This blog is an update to one posted June 13: Local Elected Officials Object to Hearing Your Voice.
Recently the PA Department of Environmental Protection (“DEP”) held a public comment period on their new draft Environmental Justice Policy (“Policy”). This Policy was created to provide those who reside in an environmental justice community the opportunity to better understand the potential impacts on human and environmental health of a proposed project located in their community. Additionally, the Policy provides the residents of an environmental justice community the opportunity to voice their concerns and to suggest limiting the harms of such proposed projects with the developer and the state.
During the two-month public comment period for the Policy, hundreds of comments were received by the DEP, many in support of the Policy, including some ideas on strengthening protections for environmental justice communities. However, one comment in particular sticks out. The Chairman of the State House Environmental Resources and Energy (“ERE”) committee, Daryl Metcalfe, among many other elected officials, sent a letter to the DEP stating that the House ERE and its constituents believe that this Policy is without merit. Essentially, even though this Policy aims to provide constituents a chance to voice their concerns and better understand what is being proposed in their neighborhood, they believe the DEP does not have the authority to do this. Instead, the ERE argues that the General Assembly holds this power. Yet, the General Assembly has not moved on any legislation which would mirror what the draft Policy offers people living in the Commonwealth.

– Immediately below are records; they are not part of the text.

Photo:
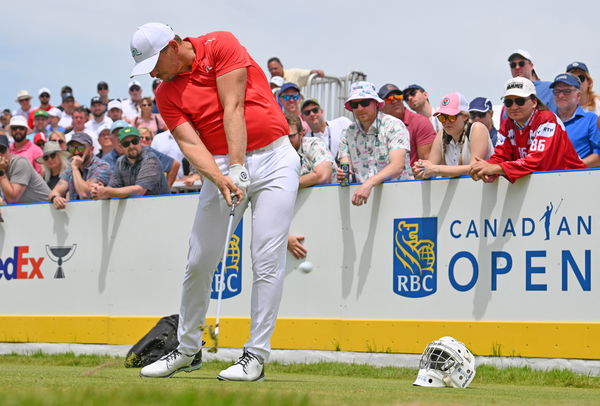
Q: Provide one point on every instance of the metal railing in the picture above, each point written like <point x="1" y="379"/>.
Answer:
<point x="331" y="92"/>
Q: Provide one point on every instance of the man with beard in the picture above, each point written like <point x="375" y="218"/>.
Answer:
<point x="22" y="146"/>
<point x="137" y="173"/>
<point x="85" y="170"/>
<point x="19" y="182"/>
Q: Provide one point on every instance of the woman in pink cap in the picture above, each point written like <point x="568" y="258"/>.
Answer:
<point x="459" y="142"/>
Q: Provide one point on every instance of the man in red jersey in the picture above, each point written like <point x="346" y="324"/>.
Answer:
<point x="536" y="139"/>
<point x="218" y="105"/>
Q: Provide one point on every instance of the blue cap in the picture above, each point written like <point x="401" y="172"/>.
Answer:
<point x="567" y="79"/>
<point x="414" y="87"/>
<point x="118" y="125"/>
<point x="289" y="85"/>
<point x="577" y="65"/>
<point x="480" y="104"/>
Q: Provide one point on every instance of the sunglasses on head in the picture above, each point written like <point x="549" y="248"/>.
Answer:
<point x="514" y="64"/>
<point x="79" y="148"/>
<point x="364" y="103"/>
<point x="307" y="112"/>
<point x="442" y="118"/>
<point x="477" y="114"/>
<point x="288" y="97"/>
<point x="134" y="141"/>
<point x="46" y="157"/>
<point x="519" y="101"/>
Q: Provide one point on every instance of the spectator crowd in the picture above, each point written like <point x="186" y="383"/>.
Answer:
<point x="63" y="151"/>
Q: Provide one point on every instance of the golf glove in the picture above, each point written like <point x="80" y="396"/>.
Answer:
<point x="239" y="175"/>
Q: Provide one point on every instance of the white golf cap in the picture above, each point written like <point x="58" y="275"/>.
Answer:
<point x="146" y="44"/>
<point x="114" y="104"/>
<point x="520" y="87"/>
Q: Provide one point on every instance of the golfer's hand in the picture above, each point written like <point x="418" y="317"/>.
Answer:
<point x="296" y="247"/>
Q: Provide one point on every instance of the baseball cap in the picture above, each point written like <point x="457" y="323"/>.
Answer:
<point x="55" y="112"/>
<point x="521" y="52"/>
<point x="308" y="102"/>
<point x="452" y="104"/>
<point x="134" y="83"/>
<point x="413" y="86"/>
<point x="4" y="140"/>
<point x="288" y="85"/>
<point x="146" y="44"/>
<point x="128" y="131"/>
<point x="23" y="95"/>
<point x="480" y="104"/>
<point x="519" y="86"/>
<point x="19" y="121"/>
<point x="44" y="90"/>
<point x="40" y="113"/>
<point x="387" y="89"/>
<point x="577" y="65"/>
<point x="363" y="90"/>
<point x="81" y="138"/>
<point x="114" y="104"/>
<point x="118" y="124"/>
<point x="567" y="79"/>
<point x="96" y="99"/>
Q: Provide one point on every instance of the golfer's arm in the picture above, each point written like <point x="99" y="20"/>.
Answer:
<point x="196" y="152"/>
<point x="232" y="90"/>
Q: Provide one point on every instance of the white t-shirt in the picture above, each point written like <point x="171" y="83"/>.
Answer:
<point x="130" y="109"/>
<point x="165" y="142"/>
<point x="331" y="136"/>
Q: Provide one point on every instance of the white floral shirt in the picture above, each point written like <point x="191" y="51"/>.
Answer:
<point x="313" y="152"/>
<point x="369" y="153"/>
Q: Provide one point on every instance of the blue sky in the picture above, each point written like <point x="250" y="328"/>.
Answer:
<point x="443" y="46"/>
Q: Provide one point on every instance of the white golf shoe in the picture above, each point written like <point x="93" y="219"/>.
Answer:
<point x="172" y="363"/>
<point x="248" y="368"/>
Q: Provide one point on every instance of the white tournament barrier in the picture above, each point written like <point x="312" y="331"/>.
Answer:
<point x="510" y="270"/>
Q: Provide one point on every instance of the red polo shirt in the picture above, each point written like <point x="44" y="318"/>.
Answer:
<point x="193" y="96"/>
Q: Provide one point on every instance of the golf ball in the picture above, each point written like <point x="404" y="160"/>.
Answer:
<point x="306" y="267"/>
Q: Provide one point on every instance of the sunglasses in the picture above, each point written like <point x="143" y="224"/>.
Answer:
<point x="46" y="157"/>
<point x="314" y="110"/>
<point x="442" y="118"/>
<point x="519" y="101"/>
<point x="134" y="141"/>
<point x="396" y="97"/>
<point x="476" y="114"/>
<point x="288" y="97"/>
<point x="79" y="148"/>
<point x="364" y="103"/>
<point x="566" y="92"/>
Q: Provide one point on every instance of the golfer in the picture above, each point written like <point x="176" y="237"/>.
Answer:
<point x="218" y="105"/>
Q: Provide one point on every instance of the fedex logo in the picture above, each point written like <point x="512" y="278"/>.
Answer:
<point x="19" y="266"/>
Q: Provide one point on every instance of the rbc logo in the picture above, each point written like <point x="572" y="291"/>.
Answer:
<point x="415" y="252"/>
<point x="233" y="268"/>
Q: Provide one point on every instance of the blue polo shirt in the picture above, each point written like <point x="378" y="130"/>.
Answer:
<point x="583" y="132"/>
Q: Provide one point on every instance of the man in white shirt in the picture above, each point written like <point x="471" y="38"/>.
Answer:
<point x="328" y="131"/>
<point x="131" y="106"/>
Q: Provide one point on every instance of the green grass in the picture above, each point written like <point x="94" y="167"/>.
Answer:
<point x="92" y="380"/>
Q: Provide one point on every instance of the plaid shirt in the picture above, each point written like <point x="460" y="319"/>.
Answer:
<point x="369" y="152"/>
<point x="146" y="172"/>
<point x="97" y="169"/>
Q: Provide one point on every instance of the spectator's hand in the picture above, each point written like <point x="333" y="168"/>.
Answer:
<point x="362" y="194"/>
<point x="76" y="162"/>
<point x="59" y="202"/>
<point x="296" y="247"/>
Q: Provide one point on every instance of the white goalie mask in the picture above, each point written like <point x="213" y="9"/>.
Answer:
<point x="446" y="362"/>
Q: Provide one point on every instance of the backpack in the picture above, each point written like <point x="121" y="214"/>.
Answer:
<point x="158" y="342"/>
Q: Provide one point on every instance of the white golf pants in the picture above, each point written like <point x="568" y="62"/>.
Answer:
<point x="274" y="177"/>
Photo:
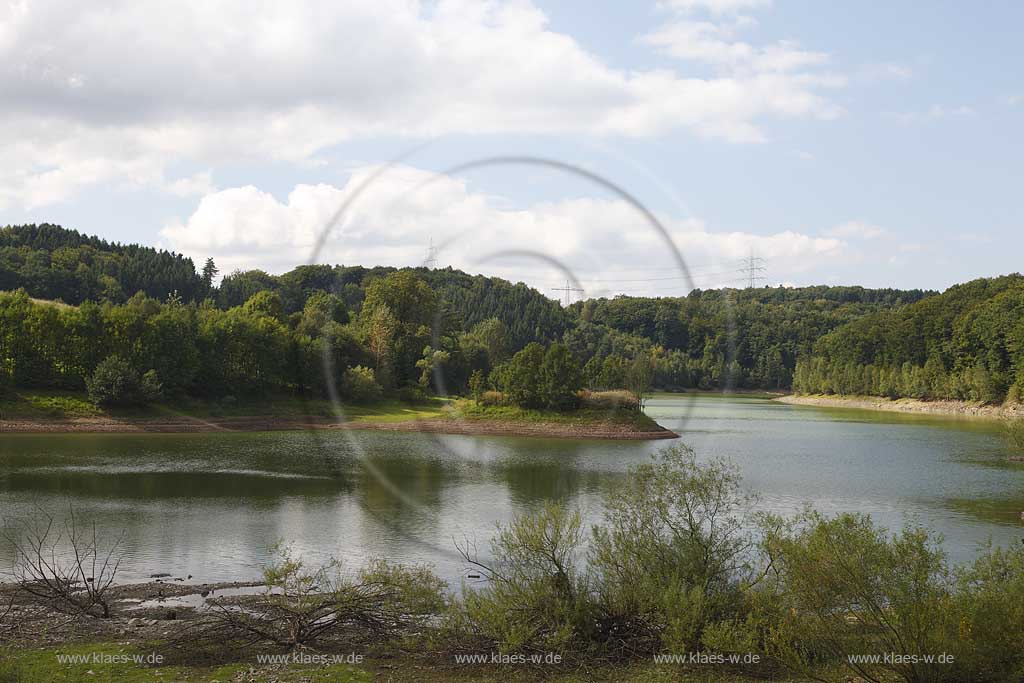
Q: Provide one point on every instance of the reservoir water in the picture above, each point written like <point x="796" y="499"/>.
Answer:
<point x="211" y="505"/>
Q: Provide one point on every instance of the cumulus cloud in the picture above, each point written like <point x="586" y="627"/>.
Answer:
<point x="935" y="112"/>
<point x="605" y="243"/>
<point x="715" y="6"/>
<point x="114" y="92"/>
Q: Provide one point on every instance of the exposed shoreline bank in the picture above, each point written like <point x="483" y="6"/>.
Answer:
<point x="912" y="406"/>
<point x="478" y="427"/>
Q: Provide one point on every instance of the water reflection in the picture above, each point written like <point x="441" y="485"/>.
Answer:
<point x="211" y="505"/>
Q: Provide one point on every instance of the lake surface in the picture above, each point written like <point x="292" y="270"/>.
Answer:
<point x="211" y="505"/>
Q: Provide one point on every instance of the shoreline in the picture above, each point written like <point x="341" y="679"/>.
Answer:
<point x="604" y="430"/>
<point x="961" y="409"/>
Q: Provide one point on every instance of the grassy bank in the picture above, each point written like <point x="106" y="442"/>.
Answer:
<point x="71" y="412"/>
<point x="950" y="408"/>
<point x="42" y="665"/>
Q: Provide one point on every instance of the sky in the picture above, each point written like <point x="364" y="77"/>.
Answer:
<point x="546" y="141"/>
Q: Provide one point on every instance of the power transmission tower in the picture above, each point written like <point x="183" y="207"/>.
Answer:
<point x="566" y="291"/>
<point x="431" y="260"/>
<point x="753" y="267"/>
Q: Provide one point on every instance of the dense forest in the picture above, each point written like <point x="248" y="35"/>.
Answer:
<point x="967" y="343"/>
<point x="80" y="312"/>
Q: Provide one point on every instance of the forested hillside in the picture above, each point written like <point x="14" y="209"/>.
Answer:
<point x="50" y="262"/>
<point x="967" y="343"/>
<point x="386" y="330"/>
<point x="747" y="338"/>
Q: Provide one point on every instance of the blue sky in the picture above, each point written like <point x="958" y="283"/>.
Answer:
<point x="871" y="143"/>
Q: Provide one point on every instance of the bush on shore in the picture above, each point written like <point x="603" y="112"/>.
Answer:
<point x="608" y="400"/>
<point x="116" y="383"/>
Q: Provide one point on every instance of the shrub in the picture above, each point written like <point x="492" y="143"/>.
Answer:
<point x="493" y="398"/>
<point x="1013" y="429"/>
<point x="151" y="388"/>
<point x="536" y="598"/>
<point x="845" y="587"/>
<point x="672" y="554"/>
<point x="559" y="379"/>
<point x="359" y="385"/>
<point x="412" y="394"/>
<point x="608" y="400"/>
<point x="115" y="382"/>
<point x="301" y="606"/>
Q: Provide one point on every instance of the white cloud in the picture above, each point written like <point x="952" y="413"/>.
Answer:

Even more troublesome is that the ERE explicitly stated in their letter that the DEP should have come to them, the General Assembly, to promulgate such safeguards. They also said in their letter that there currently is not any legislation that touches on this type of protection for the Commonwealth. That statement is untrue. House Bill 2043 was introduced into the ERE Committee on November 3, 2021. This bill contains many components the public asked for in their comments to the DEP concerning the draft Policy. HB 2043 requires operators to provide easy-to-understand reports of the proposed project and ample time for community members to review and comment on that proposed development, two of the very same mainstays of the draft Policy. To say that the DEP must come to the General Assembly to accomplish these goals and to share that there is nothing currently sitting in front of the General Assembly that is similar to the draft Policy is disingenuous.
CCJ is working with many stakeholders to promote and help move HB 2043 through the General Assembly and will provide updates on its progression.